Conditions
Trails are located on old woods roads and range from easy to moderately strenuous. Ticks are common, so please dress accordingly and check yourself after leaving the preserve.
Preserve Guidelines
- Trails are marked for their designated uses at each intersection
- Please stay on the trails and respect areas marked as private
- No collecting of plants or animals
- No pets
- Carry out all litter
- No fires, smoking or camping
What You’ll See
The strange and beautiful forests of this preserve are primarily pitch pine and scrub oak underlain by lowbush blueberry and woodland sedge. As many as 11 species of rare butterflies and moths that feed on the barrens vegetation have been documented on the preserve, including the pine barrens buckmoth. Whip-poor-will and common nighthawk, both ground-nesting birds in decline throughout their range, nest in open areas within the pine barrens.

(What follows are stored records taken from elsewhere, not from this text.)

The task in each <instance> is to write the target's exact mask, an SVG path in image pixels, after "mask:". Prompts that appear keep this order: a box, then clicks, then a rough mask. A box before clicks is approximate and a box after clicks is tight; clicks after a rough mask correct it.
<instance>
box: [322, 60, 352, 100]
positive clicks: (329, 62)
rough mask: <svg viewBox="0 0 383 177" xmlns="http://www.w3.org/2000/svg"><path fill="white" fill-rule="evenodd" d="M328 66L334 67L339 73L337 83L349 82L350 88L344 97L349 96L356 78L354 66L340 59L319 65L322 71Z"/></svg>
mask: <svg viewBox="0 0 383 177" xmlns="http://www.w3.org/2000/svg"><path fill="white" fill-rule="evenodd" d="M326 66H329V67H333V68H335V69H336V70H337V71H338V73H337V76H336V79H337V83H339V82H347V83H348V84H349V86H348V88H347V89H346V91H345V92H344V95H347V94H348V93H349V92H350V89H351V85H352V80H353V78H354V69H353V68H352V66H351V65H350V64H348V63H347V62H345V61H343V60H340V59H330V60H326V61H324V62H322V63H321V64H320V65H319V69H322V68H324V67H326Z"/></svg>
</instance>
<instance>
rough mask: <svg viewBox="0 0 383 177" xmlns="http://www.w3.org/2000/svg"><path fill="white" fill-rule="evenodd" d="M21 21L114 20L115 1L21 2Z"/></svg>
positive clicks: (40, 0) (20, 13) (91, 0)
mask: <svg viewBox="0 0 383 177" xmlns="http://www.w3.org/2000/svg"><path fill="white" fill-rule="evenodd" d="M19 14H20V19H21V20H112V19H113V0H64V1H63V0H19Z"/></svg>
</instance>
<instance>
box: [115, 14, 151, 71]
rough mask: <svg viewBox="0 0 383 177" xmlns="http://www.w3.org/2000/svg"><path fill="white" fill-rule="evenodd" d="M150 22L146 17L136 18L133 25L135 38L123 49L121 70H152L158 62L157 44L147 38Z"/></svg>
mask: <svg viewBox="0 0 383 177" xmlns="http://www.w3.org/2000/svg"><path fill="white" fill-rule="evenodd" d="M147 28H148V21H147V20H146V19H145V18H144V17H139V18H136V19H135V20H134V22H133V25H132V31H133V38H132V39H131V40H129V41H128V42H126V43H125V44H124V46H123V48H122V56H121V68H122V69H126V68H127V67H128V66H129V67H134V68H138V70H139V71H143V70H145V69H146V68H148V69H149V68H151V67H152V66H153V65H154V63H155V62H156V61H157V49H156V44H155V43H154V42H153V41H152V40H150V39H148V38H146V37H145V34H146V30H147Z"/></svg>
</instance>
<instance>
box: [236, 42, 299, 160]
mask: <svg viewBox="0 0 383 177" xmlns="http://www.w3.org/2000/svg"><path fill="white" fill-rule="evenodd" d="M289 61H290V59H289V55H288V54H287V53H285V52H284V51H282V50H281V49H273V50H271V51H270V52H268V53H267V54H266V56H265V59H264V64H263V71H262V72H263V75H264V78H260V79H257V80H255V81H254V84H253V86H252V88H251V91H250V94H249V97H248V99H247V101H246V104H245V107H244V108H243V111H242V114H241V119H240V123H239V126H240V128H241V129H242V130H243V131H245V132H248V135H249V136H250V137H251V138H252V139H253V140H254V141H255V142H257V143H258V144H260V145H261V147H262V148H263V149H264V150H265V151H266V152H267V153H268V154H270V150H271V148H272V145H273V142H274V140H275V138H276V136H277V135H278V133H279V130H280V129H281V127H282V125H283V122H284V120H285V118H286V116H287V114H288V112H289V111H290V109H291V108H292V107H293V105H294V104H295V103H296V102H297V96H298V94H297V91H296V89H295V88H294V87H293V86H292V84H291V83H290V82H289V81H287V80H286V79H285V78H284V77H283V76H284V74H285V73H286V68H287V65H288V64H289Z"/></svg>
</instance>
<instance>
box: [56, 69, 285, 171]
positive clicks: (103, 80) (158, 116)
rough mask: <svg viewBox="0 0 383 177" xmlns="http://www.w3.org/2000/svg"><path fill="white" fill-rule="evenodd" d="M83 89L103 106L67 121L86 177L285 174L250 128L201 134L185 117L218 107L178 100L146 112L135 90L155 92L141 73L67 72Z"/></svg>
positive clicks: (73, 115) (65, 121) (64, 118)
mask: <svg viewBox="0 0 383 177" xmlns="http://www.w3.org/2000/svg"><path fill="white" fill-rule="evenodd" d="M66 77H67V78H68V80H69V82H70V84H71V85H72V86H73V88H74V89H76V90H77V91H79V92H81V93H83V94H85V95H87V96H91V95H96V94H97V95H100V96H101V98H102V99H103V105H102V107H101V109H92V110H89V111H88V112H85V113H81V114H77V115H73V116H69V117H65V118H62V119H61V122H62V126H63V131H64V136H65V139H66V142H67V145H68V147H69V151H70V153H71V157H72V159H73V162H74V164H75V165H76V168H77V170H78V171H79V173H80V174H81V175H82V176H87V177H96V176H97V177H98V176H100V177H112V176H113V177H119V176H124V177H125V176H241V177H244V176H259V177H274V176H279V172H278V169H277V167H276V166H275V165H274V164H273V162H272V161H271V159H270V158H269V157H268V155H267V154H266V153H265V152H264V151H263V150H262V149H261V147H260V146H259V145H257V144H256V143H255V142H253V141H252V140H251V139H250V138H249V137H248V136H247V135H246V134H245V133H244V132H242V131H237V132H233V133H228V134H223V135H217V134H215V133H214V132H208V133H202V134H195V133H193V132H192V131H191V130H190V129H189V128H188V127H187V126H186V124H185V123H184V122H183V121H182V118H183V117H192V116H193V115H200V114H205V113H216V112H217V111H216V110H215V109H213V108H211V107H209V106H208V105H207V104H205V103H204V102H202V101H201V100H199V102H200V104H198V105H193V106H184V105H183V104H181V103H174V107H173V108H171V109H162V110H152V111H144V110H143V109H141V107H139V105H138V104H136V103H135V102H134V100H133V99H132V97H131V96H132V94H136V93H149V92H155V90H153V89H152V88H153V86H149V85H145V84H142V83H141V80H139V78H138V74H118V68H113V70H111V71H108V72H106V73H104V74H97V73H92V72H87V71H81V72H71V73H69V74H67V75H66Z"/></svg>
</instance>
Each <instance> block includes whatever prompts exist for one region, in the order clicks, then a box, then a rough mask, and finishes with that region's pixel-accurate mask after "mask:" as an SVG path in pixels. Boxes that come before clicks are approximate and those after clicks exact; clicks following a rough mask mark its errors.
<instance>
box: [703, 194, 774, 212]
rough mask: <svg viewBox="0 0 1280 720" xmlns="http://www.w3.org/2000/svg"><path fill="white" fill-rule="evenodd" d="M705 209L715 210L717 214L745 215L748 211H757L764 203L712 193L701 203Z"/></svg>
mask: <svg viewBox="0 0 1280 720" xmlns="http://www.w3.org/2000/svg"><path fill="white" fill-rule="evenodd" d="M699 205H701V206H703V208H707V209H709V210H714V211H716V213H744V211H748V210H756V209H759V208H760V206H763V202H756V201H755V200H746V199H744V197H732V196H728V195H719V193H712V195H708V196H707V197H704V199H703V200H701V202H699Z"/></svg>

The topography of Waterboro Barrens originates from glacial outwash and features debris left behind by retreating glacial ice resulting in kettlehole heaths, hillsides covered in towering old-growth pitch pines, and moraines (glacial hills) covered in dense stands of scrub oak. There is also a leatherleaf bog, a small gorge, black spruce swamps, and miles of frontage on three ponds and the Little Ossipee River.
The Nature Conservancy has recently initiated a prescribed burning program at Waterboro Barrens as a management and restoration tool. Visitors may encounter recently burned areas that likely result from our management program. In addition, some areas have recently been thinned to reduce flammable fuels and provide firebreaks between the preserve and neighboring communities.